Choosing the right fertility treatment can feel confusing, especially when options like IUI, IVF, and ICSI sound similar but differ greatly in purpose, cost, and success rate. Your age is one of the most important factors in deciding which treatment will work best for you. Here’s a clear and helpful breakdown to guide you.
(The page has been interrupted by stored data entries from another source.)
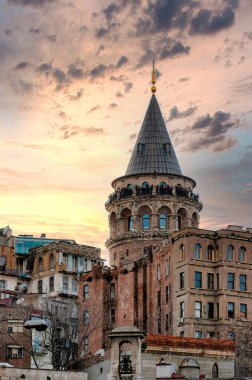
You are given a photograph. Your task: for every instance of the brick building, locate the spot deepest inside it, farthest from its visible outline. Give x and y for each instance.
(167, 276)
(14, 340)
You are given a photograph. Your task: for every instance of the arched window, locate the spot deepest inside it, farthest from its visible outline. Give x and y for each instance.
(210, 253)
(194, 220)
(86, 317)
(162, 221)
(197, 249)
(146, 221)
(215, 371)
(231, 335)
(145, 251)
(182, 252)
(130, 223)
(230, 253)
(179, 222)
(51, 261)
(40, 264)
(242, 254)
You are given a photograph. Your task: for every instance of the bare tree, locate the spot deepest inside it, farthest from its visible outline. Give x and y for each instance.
(61, 345)
(18, 336)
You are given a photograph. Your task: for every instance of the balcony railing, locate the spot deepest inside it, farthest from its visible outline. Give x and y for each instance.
(159, 190)
(16, 272)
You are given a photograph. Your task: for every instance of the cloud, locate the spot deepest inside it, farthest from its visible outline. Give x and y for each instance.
(132, 136)
(74, 130)
(101, 32)
(120, 78)
(112, 105)
(77, 96)
(21, 65)
(111, 10)
(34, 30)
(127, 86)
(163, 48)
(122, 61)
(24, 87)
(75, 72)
(207, 21)
(248, 189)
(176, 49)
(31, 3)
(95, 108)
(98, 70)
(210, 132)
(176, 114)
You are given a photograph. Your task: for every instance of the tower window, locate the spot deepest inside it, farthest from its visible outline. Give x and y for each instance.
(162, 221)
(230, 281)
(130, 223)
(197, 249)
(198, 280)
(242, 253)
(230, 253)
(146, 221)
(231, 310)
(145, 185)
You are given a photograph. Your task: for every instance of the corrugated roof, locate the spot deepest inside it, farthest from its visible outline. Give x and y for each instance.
(186, 342)
(153, 151)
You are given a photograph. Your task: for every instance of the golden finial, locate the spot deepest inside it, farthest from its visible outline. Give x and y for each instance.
(153, 79)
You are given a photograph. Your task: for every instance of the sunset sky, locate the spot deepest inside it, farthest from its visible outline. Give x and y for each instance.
(75, 85)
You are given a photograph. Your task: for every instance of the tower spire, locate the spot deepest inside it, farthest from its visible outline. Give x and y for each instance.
(153, 79)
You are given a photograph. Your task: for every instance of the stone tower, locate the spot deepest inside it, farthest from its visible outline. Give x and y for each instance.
(153, 198)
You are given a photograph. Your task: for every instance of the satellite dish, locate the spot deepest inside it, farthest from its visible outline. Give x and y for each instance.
(23, 288)
(37, 324)
(20, 301)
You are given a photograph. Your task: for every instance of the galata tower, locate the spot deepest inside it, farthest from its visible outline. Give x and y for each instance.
(153, 198)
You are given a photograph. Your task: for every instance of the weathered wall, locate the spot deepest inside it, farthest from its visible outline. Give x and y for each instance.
(33, 374)
(149, 361)
(99, 371)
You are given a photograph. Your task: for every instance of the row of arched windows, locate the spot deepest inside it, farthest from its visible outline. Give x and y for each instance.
(143, 219)
(210, 253)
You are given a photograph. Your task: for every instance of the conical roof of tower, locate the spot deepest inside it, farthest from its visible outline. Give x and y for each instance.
(153, 151)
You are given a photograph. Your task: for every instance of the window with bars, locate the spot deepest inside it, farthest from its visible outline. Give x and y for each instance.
(51, 284)
(230, 281)
(181, 280)
(243, 282)
(198, 309)
(198, 279)
(210, 281)
(15, 352)
(85, 292)
(40, 286)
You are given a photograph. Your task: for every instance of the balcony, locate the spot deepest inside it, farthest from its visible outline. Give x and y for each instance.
(16, 273)
(151, 191)
(64, 292)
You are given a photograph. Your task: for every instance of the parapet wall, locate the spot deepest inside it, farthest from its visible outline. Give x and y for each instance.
(40, 374)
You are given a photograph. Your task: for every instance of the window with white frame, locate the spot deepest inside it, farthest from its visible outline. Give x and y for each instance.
(15, 326)
(198, 334)
(85, 344)
(158, 272)
(14, 352)
(198, 309)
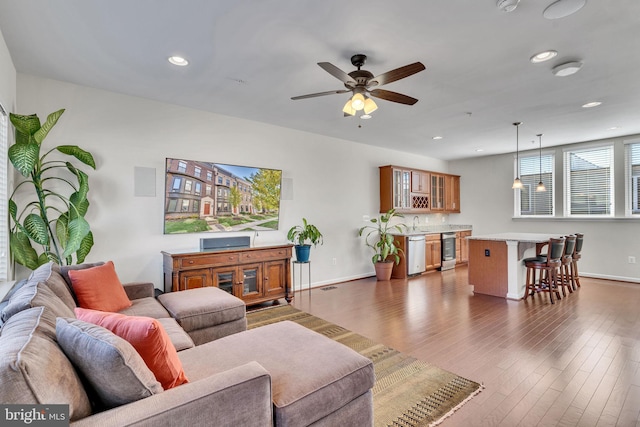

Age 25–30 years: IUI is often a good starting point
Why?
At this age, egg quality is generally good, and many infertility problems can be successfully treated with simpler methods.
IUI Works Best When:
- Mild male infertility
- Ovulation issues
- Unexplained infertility
- A short period of trying naturally
Success Rate:
15–20% per cycle
(Varies depending on health conditions)
- After 3–4 failed IUI cycles
- If tubes are blocked
- If the sperm count is very low
- If age is increasing and time is limited
Age 31–35 years: IVF is often more effective, with selective use of ICSI
Why?
Around this age, fertility begins to decline slowly. IVF offers higher success and allows better control over egg fertilisation.
IVF Works Best When:
- Tubal blockage
- Moderate male infertility
- PCOS
- Endometriosis
- Unexplained infertility
ICSI Is Recommended When:
- Sperm count or motility is poor
- The previous IVF cycle showed poor fertilisation
- Severe male factor infertility
Success Rate:
40–60% depending on egg quality and clinic expertise
What Dr Bhavana Mittal Advises for This Age Group:
IVF with tailored medication protocols is highly effective. ICSI is added if sperm-related issues are present.
Age 36–40 years: IVF or IVF + ICSI is usually the best option
Why?
Egg quality decreases faster during this stage. IVF gives the highest chance of selecting healthy embryos.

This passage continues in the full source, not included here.